From the outset, the design balanced practicality with atmosphere. For parents working in creative fields, the home needed to support family life, while reflecting a shared appreciation for craft, natural textures, and the quiet presence of light. Millwork, daylight, and proportion work together to shape space instead of decorating it, bringing clarity and a collected calm to a modest urban footprint.
A double-width brick wall originally bisected the main floor, separating the kitchen from living spaces and blocked natural light. Removing it required significant structural intervention, but opened the plan to breathe. Circulation now moves naturally from front to back, with spaces that are distinct, yet visually connected. Relocating the kitchen to the rear placed daily family life at the brightest edge of the house, where an asymmetrical sliding door opens wide to the garden and draws daylight deep into the interior.
Throughout the main floor, charcoal-stained oak millwork acts as a quiet architectural spine. It turns corners, conceals storage, frames display niches, and defines room boundaries without adding visual clutter. Rather than reading as cabinetry, it becomes part of the architecture—grounding the home, guiding movement, and offering a stillness that balances family activity. One recessed opening forms a counter nook and frames a ‘living photograph’ of the outdoors, where changing light and foliage animate the interior like a slow-moving canvas.
Material restraint brings warmth and cohesion. Wide-plank white oak flooring stretches the length of the plan, limestone-washed walls offer a soft, matte backdrop, and quartzite stone brings subtle veining and warmth. In the kitchen, a stone shelf replaces upper cabinets, keeping the sightline open while providing space for meaningful objects. A curved island softens circulation paths and anchors the room as a place to gather, prepare food, or simply pause throughout the day.
The dining area is composed for intimacy and ease. A built-in banquette preserves clear movement through the room while offering an intimate setting for meals. Rounded wood edges, caramel-leather upholstery, and sculptural lighting create a tactile calm that pairs comfortably with the family’s day-to-day life and informal hosting.
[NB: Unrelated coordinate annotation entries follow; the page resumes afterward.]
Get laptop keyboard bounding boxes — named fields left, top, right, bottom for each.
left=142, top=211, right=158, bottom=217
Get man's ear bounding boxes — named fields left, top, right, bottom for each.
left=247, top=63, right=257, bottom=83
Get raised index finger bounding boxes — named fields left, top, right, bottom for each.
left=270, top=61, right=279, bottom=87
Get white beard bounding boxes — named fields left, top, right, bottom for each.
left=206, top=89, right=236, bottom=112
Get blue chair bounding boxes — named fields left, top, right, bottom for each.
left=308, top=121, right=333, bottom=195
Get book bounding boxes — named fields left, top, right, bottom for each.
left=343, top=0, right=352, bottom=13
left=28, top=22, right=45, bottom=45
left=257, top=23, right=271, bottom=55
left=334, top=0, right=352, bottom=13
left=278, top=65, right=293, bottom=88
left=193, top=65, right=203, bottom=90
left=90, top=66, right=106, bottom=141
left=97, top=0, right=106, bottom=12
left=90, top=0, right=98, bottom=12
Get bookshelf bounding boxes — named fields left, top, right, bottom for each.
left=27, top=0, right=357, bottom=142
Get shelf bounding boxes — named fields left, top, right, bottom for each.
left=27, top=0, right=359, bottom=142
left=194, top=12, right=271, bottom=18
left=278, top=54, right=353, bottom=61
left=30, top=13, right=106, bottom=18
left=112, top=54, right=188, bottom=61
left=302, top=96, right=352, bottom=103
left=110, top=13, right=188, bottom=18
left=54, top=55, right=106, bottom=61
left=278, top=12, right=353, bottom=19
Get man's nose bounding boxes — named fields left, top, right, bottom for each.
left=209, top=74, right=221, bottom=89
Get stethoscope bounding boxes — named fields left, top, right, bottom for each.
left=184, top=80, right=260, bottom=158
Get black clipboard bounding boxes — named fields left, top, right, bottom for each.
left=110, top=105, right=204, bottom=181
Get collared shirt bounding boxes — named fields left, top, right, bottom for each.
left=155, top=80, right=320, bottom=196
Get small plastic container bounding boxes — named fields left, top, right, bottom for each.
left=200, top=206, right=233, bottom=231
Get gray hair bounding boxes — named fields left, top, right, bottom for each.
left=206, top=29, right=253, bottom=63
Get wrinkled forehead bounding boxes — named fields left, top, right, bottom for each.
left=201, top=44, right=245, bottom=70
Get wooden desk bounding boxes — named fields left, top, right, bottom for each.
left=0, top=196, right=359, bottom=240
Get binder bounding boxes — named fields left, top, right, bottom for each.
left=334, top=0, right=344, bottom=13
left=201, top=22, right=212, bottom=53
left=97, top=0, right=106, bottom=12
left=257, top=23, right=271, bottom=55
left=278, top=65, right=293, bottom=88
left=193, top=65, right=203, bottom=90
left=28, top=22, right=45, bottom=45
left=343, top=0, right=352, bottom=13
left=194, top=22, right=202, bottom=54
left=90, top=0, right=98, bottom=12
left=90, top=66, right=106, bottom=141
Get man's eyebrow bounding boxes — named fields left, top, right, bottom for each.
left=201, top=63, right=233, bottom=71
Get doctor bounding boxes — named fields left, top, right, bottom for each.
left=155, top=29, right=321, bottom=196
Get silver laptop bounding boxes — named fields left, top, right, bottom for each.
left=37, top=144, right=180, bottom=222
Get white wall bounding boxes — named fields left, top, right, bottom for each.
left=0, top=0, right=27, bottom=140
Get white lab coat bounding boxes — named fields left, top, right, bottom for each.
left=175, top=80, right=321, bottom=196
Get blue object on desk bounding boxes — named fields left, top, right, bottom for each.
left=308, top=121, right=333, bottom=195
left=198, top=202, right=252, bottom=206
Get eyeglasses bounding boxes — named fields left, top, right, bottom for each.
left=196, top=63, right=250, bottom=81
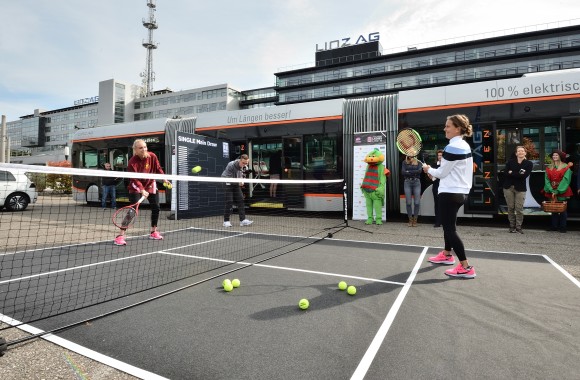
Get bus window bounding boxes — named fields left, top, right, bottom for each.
left=110, top=149, right=128, bottom=170
left=99, top=149, right=109, bottom=169
left=81, top=149, right=99, bottom=169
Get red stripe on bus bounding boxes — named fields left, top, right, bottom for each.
left=399, top=94, right=580, bottom=113
left=198, top=115, right=342, bottom=132
left=304, top=193, right=342, bottom=198
left=73, top=131, right=165, bottom=142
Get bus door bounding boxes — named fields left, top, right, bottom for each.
left=280, top=136, right=305, bottom=208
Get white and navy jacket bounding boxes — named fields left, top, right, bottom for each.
left=428, top=136, right=473, bottom=194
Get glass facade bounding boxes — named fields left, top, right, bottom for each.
left=275, top=27, right=580, bottom=104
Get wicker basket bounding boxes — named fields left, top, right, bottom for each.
left=542, top=199, right=568, bottom=212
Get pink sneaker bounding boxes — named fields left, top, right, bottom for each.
left=445, top=263, right=475, bottom=278
left=113, top=235, right=127, bottom=245
left=427, top=251, right=455, bottom=265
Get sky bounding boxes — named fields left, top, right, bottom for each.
left=0, top=0, right=580, bottom=121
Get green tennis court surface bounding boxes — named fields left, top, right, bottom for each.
left=2, top=235, right=580, bottom=379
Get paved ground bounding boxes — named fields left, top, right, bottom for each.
left=0, top=208, right=580, bottom=380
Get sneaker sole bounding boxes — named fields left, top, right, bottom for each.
left=445, top=273, right=477, bottom=278
left=427, top=260, right=455, bottom=265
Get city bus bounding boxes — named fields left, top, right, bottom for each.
left=398, top=69, right=580, bottom=218
left=71, top=119, right=168, bottom=205
left=72, top=69, right=580, bottom=218
left=71, top=100, right=343, bottom=211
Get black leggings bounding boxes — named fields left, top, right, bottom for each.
left=224, top=183, right=246, bottom=222
left=129, top=193, right=159, bottom=227
left=438, top=193, right=467, bottom=261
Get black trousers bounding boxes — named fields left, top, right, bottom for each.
left=129, top=193, right=159, bottom=227
left=431, top=180, right=441, bottom=225
left=224, top=183, right=246, bottom=222
left=438, top=193, right=467, bottom=261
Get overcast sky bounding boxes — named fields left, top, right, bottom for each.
left=0, top=0, right=580, bottom=121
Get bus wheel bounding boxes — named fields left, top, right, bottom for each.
left=85, top=184, right=99, bottom=205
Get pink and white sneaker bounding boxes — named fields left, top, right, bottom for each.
left=427, top=251, right=455, bottom=265
left=113, top=235, right=127, bottom=245
left=445, top=263, right=475, bottom=278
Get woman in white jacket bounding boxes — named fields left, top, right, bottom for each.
left=423, top=115, right=475, bottom=278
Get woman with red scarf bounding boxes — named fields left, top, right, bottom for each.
left=542, top=150, right=573, bottom=233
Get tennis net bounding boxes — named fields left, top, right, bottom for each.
left=0, top=164, right=345, bottom=332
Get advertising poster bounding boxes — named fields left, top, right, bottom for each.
left=173, top=132, right=230, bottom=219
left=352, top=132, right=388, bottom=221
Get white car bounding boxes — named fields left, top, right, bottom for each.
left=0, top=168, right=38, bottom=211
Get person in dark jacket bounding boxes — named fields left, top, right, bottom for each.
left=401, top=151, right=423, bottom=227
left=503, top=145, right=534, bottom=234
left=428, top=149, right=443, bottom=228
left=222, top=154, right=254, bottom=227
left=101, top=162, right=117, bottom=210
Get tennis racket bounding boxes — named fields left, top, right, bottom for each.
left=113, top=197, right=145, bottom=230
left=396, top=128, right=424, bottom=165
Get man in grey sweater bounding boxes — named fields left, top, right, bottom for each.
left=222, top=154, right=254, bottom=227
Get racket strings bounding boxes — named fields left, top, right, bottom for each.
left=397, top=130, right=422, bottom=157
left=115, top=207, right=137, bottom=229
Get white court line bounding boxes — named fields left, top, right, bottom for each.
left=351, top=247, right=429, bottom=380
left=542, top=255, right=580, bottom=288
left=0, top=251, right=159, bottom=285
left=0, top=314, right=167, bottom=380
left=0, top=230, right=243, bottom=285
left=160, top=251, right=405, bottom=286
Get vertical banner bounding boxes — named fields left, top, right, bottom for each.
left=174, top=132, right=230, bottom=219
left=352, top=132, right=388, bottom=221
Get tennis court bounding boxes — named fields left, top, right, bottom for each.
left=2, top=228, right=580, bottom=379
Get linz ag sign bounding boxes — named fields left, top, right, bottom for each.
left=316, top=32, right=380, bottom=51
left=74, top=96, right=99, bottom=106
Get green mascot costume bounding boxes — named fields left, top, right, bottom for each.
left=360, top=149, right=390, bottom=224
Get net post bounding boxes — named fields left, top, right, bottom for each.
left=0, top=337, right=8, bottom=356
left=342, top=180, right=348, bottom=225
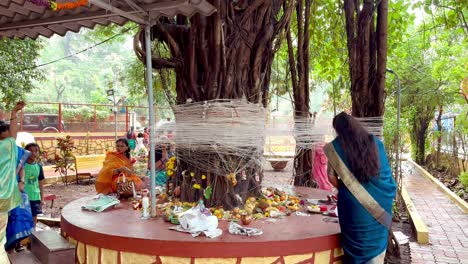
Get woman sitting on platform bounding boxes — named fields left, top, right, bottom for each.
left=96, top=138, right=142, bottom=194
left=324, top=112, right=396, bottom=263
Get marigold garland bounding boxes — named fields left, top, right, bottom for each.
left=30, top=0, right=88, bottom=11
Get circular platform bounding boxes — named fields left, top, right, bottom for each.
left=61, top=187, right=342, bottom=263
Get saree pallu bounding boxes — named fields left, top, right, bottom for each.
left=5, top=192, right=34, bottom=250
left=95, top=152, right=142, bottom=194
left=5, top=147, right=34, bottom=250
left=327, top=137, right=396, bottom=263
left=312, top=145, right=333, bottom=191
left=0, top=212, right=10, bottom=264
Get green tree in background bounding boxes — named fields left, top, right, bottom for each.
left=0, top=39, right=43, bottom=107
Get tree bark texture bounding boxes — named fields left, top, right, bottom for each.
left=344, top=0, right=388, bottom=117
left=286, top=0, right=316, bottom=187
left=134, top=0, right=295, bottom=209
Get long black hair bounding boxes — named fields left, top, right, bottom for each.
left=333, top=112, right=380, bottom=181
left=115, top=138, right=130, bottom=159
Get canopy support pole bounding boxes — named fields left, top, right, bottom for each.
left=89, top=0, right=146, bottom=24
left=145, top=21, right=156, bottom=217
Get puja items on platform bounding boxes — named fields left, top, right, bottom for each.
left=157, top=188, right=304, bottom=225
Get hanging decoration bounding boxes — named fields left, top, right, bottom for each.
left=29, top=0, right=88, bottom=11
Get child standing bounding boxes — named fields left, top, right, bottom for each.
left=24, top=143, right=44, bottom=224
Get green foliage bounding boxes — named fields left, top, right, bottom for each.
left=0, top=38, right=43, bottom=108
left=28, top=26, right=135, bottom=104
left=386, top=1, right=468, bottom=162
left=458, top=171, right=468, bottom=188
left=53, top=136, right=76, bottom=185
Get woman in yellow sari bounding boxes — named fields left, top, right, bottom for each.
left=95, top=138, right=142, bottom=194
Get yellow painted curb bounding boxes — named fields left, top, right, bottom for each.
left=401, top=187, right=429, bottom=244
left=408, top=159, right=468, bottom=214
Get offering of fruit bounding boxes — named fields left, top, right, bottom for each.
left=241, top=214, right=252, bottom=225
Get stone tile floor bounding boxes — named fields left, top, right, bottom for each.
left=403, top=163, right=468, bottom=263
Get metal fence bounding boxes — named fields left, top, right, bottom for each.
left=0, top=102, right=173, bottom=134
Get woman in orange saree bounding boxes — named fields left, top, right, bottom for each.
left=95, top=138, right=142, bottom=194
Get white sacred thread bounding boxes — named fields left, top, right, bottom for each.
left=165, top=99, right=266, bottom=175
left=356, top=116, right=383, bottom=140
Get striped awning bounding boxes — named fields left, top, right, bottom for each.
left=0, top=0, right=216, bottom=39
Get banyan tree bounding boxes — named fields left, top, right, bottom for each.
left=135, top=0, right=295, bottom=209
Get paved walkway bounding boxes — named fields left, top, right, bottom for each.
left=403, top=162, right=468, bottom=263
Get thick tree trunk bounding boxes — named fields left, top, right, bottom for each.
left=286, top=0, right=316, bottom=187
left=411, top=106, right=435, bottom=165
left=344, top=0, right=388, bottom=117
left=135, top=0, right=295, bottom=209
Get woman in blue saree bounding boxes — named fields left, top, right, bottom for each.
left=325, top=112, right=396, bottom=263
left=5, top=147, right=34, bottom=251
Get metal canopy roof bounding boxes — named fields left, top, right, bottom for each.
left=0, top=0, right=216, bottom=39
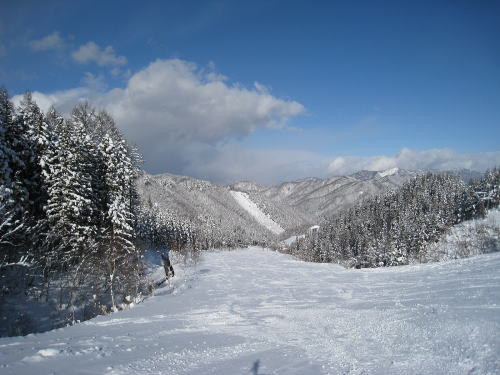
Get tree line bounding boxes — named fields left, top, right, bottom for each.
left=288, top=168, right=500, bottom=268
left=0, top=88, right=152, bottom=328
The rear deck extends the interior outward. Flush thresholds, thermory-ash decking, and cedar fencing create a sheltered outdoor room that expands the home’s usable space. New plantings, warm wood tones, and filtered light form a quiet garden enclosure—an urban retreat for slow mornings or long summer dinners. The result is a home that lives larger than its footprint, with the garden functioning as an extension of the main floor.
Light is the quiet protagonist. With a north-facing backyard and limited opportunities for side openings, daylight became both a challenge and a guiding inspiration. The careful placement of glazing, reflective surfaces, and material tones draws light through the interior in measured, gentle ways. Across oak, plaster, and stone, the day unfolds in shifting shadow and colour—subtle changes that animate the rooms without effort. Artificial lighting is understated, allowing the architecture and its materials to hold the mood, and letting the smallest functional elements read as quiet sculptural gestures.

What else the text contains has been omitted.